Mexican Government Fails to Support the Automotive SectorBy Alejandro Enríquez | Tue, 04/28/2020 - 11:49
OEMs based in emerging countries are facing a lack of government support not seen in their home countries. Cashflows might be compromised if financial relief policies focused on alleviating the effects that COVID-19 has had on sales and production in manufacturing destinations do not match with those from OEMs’ home countries.
Early this week, Volkswagen's CEO, Herbet Diess, told German television ZDF that a broad stimulus package was needed to revive the automotive sector in Europe. "We need consumption, the economy needs to get moving again," he said. European countries such as France, Italy, Spain and Germany have implemented financial or fiscal strategies to minimize the effect of the pandemic and avoiding job losses. However, access to these stimulus packages comes with a series of strict guidelines that must be followed by large companies. Earlier this month, it was known that the terms of the merger between FCA Group and PSA Group could be revised for one the automakers applied for financial aid, dividends could not be paid. Financial relief packages have not been seen in some of the developing economies where OEMs’ production is based. “In a lot of the countries in which we produce, such as Tunisia, Hungary and Mexico, we have to pay staff costs ourselves,” told Dräxlmaier to the Financial Times. According to the same source, most OEMs and Tier 1 companies in Mexico have to solve the salary issues on their own. Nissan and FCA are paying 100 percent of wages despite production shutdowns throughout April.
The Mexican government has not announced any stimulus package for large companies. In mid-April, just a single MXN$25,000 (US$1,040) credit program for SMEs was announced. Week after week, players in the sector have urged to government, without much success, to label the industry as essential to keep operating.

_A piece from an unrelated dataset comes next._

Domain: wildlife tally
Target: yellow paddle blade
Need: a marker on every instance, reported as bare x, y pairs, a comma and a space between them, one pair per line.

Brazil, the other Latin American automotive hub, is already designing a package to support large companies in 10 sectors, including automotive, electric power, airlines and retail through public banks, according to bnamericas.
Facing a lacking response from the government, the Mexican Business Council and IDB Invest launched a fund of up to US$12 billion to provide credits to 30,000 SMEs in Mexico. The program is directed to protect supply chains across different sectors. The amount of the credits is variable and has an average term of 90 days. The initiative was not very well received by the president who said: "I do not like the manner (in which the program was done)."
El @BIDInvest, el Consejo Mexicano de Negocios @soyccmx y la Secretaría de @Hacienda_Mexico anuncian créditos para brindar apoyo a #PYMES. #UnidosSaldremosAdelante #MéxicoSolidario pic.twitter.com/GWWgsRBQjM— Economía México (@SE_mx) April 26, 2020
Brands in the sector have already stepped up and have also urged the government to take decisive actions. Jorge Vallejo, Director of Mitsubishi Motors Mexico, told Milenio that "the market is contracted and we definitely need to manage and boost it quickly." he said. During yesterday's morning press briefing, President López Obrador briefly addressed the sector: "When we talk about the automotive industry in Mexico we are talking about 1 million jobs. This is going to be reactivated soon; they are key companies, but there are many companies around them. We are in very close communications with the US government." he said.